Yahya Sinvar’ın Hamas’ın ayakta kalması ve etkinliğini sürdürebilmesi için küresel güçlerle kuracağı ilişkiler kadar bölgedeki aktörlerle de dengeli ve sürdürülebilir ilişkiler kurması zorunludur. Bu nedenle Sinvar döneminde –tıpkı Heniyye yönetimindeki gibi– Türkiye, Mısır ve Katar ile geleneksel ilişkilerin devam ettirileceği düşünülmektedir.
Sinvar’ın en iyi bildiği hususların başında direnişin sürdürülmesi ve Hamas’ın dışarıya açılabilmesi yolunun Kahire’den geçtiğidir. Mısır ile doğru tonda ilişki geliştirilememesinin yol açacağı sıkıntılar göz önünde bulundurulduğunda Hamas’ın yeni dönemde Mısır eksenindeki pozitif ilişkisinde değişikliğe gitmeyeceği tahmin edilmektedir.
Ayrıca Türkiye ve Katar aracılığıyla Hamas’ın son yıllarda uluslararası alanda elde ettiği meşru zemin ve manevra kabiliyetinden hareketle Sinvar döneminde de Ankara ve Doha’nın taleplerini ve tavsiyelerini yapının kendi özgün ve bağımsız karakterinden taviz vermeksizin dikkate alacağı öngörülmektedir. Bu çerçevede İran ekseniyle ilgili daha önce zikredilen bazı potansiyel riskler bulunsa da Hamas’ın yönetim kadrosunun oluşabilecek aksaklıkları gidermek için her türlü önlemi alarak bölgesel aktörlerle ilişkiler konusunda eksen kaymasına izin vermeyeceği beklenmektedir.
HAMAS’IN SUUDİ ARABİSTAN VE BAE İLİŞKİSİ
Hamas’ın yeni döneminde siyasi ve stratejik rotanın belirlenmesinde Suudi Arabistan ve BAE ile ilişki kurulup kurulamayacağı hususu da belirleyici olacaktır. Suud’un bölgesel siyasetteki baskın karakteri herkesin malumudur.

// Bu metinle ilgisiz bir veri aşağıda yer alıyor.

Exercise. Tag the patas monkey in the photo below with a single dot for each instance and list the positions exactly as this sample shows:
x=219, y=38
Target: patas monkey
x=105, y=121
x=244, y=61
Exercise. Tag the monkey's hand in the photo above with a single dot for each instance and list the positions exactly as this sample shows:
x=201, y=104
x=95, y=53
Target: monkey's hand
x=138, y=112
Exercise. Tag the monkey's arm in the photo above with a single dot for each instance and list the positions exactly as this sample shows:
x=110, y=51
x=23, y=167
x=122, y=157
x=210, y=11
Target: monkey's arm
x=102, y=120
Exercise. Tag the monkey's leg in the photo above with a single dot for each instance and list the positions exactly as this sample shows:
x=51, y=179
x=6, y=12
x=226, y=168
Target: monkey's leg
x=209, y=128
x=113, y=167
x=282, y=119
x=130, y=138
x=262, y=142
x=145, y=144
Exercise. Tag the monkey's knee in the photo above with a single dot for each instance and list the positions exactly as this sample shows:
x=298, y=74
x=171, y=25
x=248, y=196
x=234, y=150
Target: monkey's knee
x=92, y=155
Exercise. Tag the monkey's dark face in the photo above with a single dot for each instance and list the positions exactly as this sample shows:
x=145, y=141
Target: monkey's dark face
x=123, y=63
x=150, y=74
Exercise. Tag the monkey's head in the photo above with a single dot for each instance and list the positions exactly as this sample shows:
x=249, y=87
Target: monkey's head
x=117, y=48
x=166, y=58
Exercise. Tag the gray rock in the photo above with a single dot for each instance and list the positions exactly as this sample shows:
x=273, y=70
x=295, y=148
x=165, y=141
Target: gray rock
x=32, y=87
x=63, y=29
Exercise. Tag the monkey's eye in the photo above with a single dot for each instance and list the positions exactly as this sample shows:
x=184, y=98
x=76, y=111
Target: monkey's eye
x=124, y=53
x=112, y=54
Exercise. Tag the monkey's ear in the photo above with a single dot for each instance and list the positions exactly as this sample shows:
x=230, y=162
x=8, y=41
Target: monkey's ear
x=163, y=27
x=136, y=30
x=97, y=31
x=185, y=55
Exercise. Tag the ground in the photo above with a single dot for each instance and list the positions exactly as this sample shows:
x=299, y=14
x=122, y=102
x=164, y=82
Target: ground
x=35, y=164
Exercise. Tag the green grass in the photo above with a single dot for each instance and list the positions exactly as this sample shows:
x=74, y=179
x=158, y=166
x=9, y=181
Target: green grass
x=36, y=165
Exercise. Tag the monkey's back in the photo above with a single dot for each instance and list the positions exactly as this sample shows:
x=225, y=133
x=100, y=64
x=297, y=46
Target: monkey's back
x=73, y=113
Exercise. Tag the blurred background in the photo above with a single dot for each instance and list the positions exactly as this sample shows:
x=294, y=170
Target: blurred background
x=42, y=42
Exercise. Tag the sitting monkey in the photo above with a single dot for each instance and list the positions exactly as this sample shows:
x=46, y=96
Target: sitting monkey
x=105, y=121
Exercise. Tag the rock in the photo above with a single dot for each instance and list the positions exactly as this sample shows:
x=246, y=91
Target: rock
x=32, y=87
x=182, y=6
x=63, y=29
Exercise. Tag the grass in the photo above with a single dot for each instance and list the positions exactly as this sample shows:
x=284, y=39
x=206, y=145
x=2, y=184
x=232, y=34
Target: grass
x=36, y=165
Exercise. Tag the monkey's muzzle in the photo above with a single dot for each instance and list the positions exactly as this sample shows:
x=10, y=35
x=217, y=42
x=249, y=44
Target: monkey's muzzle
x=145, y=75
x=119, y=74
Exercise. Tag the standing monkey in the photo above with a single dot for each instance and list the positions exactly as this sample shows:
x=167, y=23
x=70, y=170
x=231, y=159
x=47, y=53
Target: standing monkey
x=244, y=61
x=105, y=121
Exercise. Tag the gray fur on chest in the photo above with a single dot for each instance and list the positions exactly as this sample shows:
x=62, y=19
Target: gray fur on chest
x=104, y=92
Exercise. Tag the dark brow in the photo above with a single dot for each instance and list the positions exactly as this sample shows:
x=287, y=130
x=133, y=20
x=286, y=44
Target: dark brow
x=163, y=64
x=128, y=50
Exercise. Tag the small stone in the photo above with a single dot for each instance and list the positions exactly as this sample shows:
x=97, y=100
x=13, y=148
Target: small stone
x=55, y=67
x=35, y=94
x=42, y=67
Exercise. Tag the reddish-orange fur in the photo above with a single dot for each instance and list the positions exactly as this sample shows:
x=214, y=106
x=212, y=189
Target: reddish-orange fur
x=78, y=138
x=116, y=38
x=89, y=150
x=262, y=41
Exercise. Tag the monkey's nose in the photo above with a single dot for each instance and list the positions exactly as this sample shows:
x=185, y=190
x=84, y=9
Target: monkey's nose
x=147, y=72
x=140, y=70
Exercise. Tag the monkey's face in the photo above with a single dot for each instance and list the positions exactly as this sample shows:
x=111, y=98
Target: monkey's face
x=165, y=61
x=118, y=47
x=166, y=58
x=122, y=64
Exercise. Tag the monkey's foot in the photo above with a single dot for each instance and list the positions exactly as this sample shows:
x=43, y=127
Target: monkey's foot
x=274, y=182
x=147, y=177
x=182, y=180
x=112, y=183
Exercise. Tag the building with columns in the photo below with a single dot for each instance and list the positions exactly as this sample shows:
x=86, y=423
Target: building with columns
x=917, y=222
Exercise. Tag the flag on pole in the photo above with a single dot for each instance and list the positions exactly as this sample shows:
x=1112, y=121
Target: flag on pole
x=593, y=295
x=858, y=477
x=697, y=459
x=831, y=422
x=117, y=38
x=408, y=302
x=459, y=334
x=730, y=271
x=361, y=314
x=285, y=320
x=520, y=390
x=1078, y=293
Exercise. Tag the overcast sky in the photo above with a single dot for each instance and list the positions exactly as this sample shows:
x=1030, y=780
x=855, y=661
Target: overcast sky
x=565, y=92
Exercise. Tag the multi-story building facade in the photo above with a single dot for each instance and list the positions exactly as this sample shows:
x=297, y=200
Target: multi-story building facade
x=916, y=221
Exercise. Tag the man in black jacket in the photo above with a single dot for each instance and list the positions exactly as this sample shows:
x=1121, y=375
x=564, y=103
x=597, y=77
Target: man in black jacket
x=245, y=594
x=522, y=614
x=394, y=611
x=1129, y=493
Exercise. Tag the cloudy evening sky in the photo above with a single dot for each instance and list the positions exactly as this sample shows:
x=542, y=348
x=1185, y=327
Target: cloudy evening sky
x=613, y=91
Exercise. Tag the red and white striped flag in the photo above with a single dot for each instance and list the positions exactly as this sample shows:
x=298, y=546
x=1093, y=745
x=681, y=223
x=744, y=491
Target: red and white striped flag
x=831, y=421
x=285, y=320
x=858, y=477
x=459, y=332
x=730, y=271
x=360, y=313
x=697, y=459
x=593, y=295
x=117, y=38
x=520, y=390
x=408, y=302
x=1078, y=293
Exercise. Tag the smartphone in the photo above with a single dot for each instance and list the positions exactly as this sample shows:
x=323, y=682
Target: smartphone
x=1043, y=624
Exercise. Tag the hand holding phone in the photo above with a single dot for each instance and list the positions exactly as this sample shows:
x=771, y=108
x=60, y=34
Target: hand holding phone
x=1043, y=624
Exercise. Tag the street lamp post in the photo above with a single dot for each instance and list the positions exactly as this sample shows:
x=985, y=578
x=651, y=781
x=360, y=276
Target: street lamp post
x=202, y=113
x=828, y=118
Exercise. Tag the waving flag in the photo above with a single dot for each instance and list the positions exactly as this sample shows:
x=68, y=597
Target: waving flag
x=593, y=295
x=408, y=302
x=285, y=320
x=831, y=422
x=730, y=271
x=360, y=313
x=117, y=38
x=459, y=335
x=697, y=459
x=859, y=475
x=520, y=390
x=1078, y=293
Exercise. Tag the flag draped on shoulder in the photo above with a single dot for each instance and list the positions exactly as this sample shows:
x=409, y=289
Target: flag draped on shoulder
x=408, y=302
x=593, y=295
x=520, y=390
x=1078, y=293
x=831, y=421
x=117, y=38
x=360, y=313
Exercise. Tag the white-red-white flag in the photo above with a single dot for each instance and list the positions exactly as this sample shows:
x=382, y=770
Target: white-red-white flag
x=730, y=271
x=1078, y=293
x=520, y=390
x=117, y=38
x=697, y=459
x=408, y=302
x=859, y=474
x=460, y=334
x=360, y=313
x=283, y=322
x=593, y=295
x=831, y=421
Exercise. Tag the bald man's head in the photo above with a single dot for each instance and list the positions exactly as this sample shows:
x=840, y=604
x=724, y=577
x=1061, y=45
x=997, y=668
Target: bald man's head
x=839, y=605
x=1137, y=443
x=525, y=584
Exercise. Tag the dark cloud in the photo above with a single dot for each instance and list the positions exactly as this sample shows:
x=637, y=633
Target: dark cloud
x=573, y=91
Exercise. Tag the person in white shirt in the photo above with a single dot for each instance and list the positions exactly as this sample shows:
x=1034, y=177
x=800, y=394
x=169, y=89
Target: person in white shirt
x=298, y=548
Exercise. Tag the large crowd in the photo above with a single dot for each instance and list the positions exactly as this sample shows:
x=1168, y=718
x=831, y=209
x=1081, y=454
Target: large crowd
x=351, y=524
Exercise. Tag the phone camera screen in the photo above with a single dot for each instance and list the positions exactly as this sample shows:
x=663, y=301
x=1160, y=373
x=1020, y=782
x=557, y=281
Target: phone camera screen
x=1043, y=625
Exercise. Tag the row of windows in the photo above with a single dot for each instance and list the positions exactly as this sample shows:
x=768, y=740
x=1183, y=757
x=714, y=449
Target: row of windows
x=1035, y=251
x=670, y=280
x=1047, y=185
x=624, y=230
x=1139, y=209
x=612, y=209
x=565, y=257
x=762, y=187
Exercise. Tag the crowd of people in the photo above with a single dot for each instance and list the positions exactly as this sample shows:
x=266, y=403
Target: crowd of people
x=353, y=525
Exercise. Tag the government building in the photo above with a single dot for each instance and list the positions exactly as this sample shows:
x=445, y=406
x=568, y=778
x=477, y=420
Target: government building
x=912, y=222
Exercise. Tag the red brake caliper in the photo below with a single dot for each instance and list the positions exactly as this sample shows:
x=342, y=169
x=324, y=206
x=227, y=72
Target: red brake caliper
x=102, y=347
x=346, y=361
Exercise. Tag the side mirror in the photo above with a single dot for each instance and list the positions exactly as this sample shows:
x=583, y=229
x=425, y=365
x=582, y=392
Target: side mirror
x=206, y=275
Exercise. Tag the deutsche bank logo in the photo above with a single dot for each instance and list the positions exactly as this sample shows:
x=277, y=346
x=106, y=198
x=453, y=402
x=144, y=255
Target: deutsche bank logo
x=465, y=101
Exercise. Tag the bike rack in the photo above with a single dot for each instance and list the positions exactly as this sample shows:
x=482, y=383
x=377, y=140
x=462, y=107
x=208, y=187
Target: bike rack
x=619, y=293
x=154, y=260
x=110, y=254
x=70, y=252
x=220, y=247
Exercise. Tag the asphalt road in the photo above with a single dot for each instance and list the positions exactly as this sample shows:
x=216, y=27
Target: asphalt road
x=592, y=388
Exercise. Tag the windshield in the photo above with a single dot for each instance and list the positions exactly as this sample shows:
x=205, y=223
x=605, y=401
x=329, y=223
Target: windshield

Son yıllarda İsrail ile resmi normalleşme sürecine girmese de taraflar arasındaki yakınlaşma emareleri ve verilen mesajlar Riyad-Tel Aviv hattında özellikle ABD başkanlık seçimi sonrasında yeni bir aşamaya geçilebilme ihtimalini ortaya koymaktadır. Suud-İsrail normalleşmesi Hamas’ın varoluşsal mücadelesine olumsuz etki yapacağından Sinvar’ın söylem ve fiillerinde bu denklemi ciddi şekilde hesaba katması gerekmektedir. Suud’un Tel Aviv ile normalleşme adımını atmaması halinde Gazze soykırımından ötürü bölgede ve küresel kamuoyunda oluşan hassasiyetten ötürü Hamas ile Riyad arasında yeni bir sayfanın açılma olasılığı da göz ardı edilmemelidir. Hamas’ın işgal devletine karşı siyasi ve askeri mücadelelerinin tonunu artırmasının beklendiği önümüzdeki süreçte BAE’nin nasıl bir strateji izleyeceği de merak konusudur.
İşgal devletinin bölgedeki en önemli müttefiki konumuna gelen Abu Dabi yönetiminin Hamas’ı yıpratmaya yönelik Muhammed Dahlan kartını öne sürüp sürmeyeceği hususu, Filistin siyasetinin geleceğini şekillendirme potansiyelini bünyesinde barındırmaktadır. Filistin’de 2019’da planlanan devlet başkanlığı seçimleri için Mahmud Abbas’a yakın isimler tarafından Dahlan için ciddi kamuoyu yoklamaları yaptırılmış ve sahada beklenen karşılık bulunmadığı için Abbas yönetimi ve Fetih aleyhine oluşabilecek riskler nedeniyle seçimler yaptırılmamıştı. BAE’nin Filistin üzerinde nüfuzunu artırmak için en işlevsel ve güçlü silahı konumundaki Dahlan’ı Sinvar karşısında kullanması, Filistin’de sistem içi ihtilafları tetikleyebilir ve Pekin’de varılan mutabakatı ciddi şekilde sarsabilir. Bu nedenle Sinvar döneminde Hamas’ın bölgesel aktörlerle kuracağı ilişkilerde vereceği en hayati sınavların başında Abu Dabi’ye yönelik stratejisi gelmektedir. Sinvar’ın Arafat benzeri bir söylem ve eylem stratejisi ile sahadaki mevcut etkisini artırması ve Fetih mensuplarının da teveccühünü kazanmasının, Abu Dabi ve Dahlan zemininde oyun bozucu bir yönünün de olacağının altı çizilmelidir.
Hamas’ın yeni lideri Yahya Sinvar’ın harekete yön verme gücü yüksek olduğundan Hamas’ın ideolojik bağlamına radikal dokunuşlar yapıp yapmayacağı merak konusudur. Burada altı çizilmesi gereken husus Heniyye sonrasında onun boşluğunu dolduracak ve yapı içinde kırılganlıklara imkanlar dahilinde izin vermeyecek bir ismin hareketin liderliğine Şura Meclisi üyelerinin oy birliğiyle seçilmesidir. Hamas’ın kurumsal aklının ne şekilde tezahür ettiğini elbette zaman gösterecektir. Bu yeni dönemde Sinvar’ın ikamet edeceği yer, ilk açıklamalarında öne çıkaracağı başlıklar ve vereceği mesajlar, küresel ve bölgesel güçlerle Heniyye dönemindekine benzer bir çizgide ilişki kurup kurmayacağı, Hamas’ın ve Filistin siyasallığının geleceğine dair daha sağlıklı ve somut öngörülerde bulunulmasına kapı aralayacaktır.